Original engraving created for the illustration of La Gazette du bon ton, one of the most beautiful and influential fashion magazines of the 20th century, celebrating the talent of French creators and artists during the flourishing of Art Deco.
Famous fashion magazine founded in 1912 by Lucien Vogel, La Gazette du bon ton was published until 1925 with an interruption during the War from 1915 to 1920, due to the mobilization of its editor-in-chief. It consists of 69 issues printed in only 2000 copies and is illustrated notably with 573 color plates and 148 sketches representing models by great couturiers. From their publication, these luxurious publications "addressed bibliophiles and worldly aesthetes" (Françoise Tétart-Vittu "La Gazette du bon ton" in Dictionnaire de la mode, 2016). Printed on fine laid paper, they used a typeface specially created for the magazine by Georges Peignot, the Cochin character, adopted in 1946 by Christian Dior. The prints were created using the metal stencil technique, heightened in colors and some highlighted in gold or palladium.
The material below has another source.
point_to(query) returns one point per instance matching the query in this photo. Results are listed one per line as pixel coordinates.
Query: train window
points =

The adventure began in 1912 when Lucien Vogel, a man of society and fashion - he had already participated in the magazine Femina - decided to found with his wife Cosette de Brunhoff (sister of Jean, the father of Babar) the Gazette du bon ton whose subtitle was then "Art, modes et frivolités". Georges Charensol reported the words of the editor-in-chief: "En 1910, observe-t-il, il n'existait aucun journal de mode véritablement artistique et représentatif de l'esprit de son époque. Je songeais donc à faire un magazine de luxe avec des artistes véritablement modernes [...] J'étais certain du succès car pour la mode aucun pays ne peut rivaliser avec la France." ["In 1910, he observed, there was no truly artistic fashion journal representative of the spirit of its time. I therefore thought of making a luxury magazine with truly modern artists [...] I was certain of success because for fashion no country can rival France."] ("Un grand éditeur d'art. Lucien Vogel" in Les Nouvelles littéraires, n°133, May 1925). The magazine's success was immediate, not only in France, but also in the United States and South America.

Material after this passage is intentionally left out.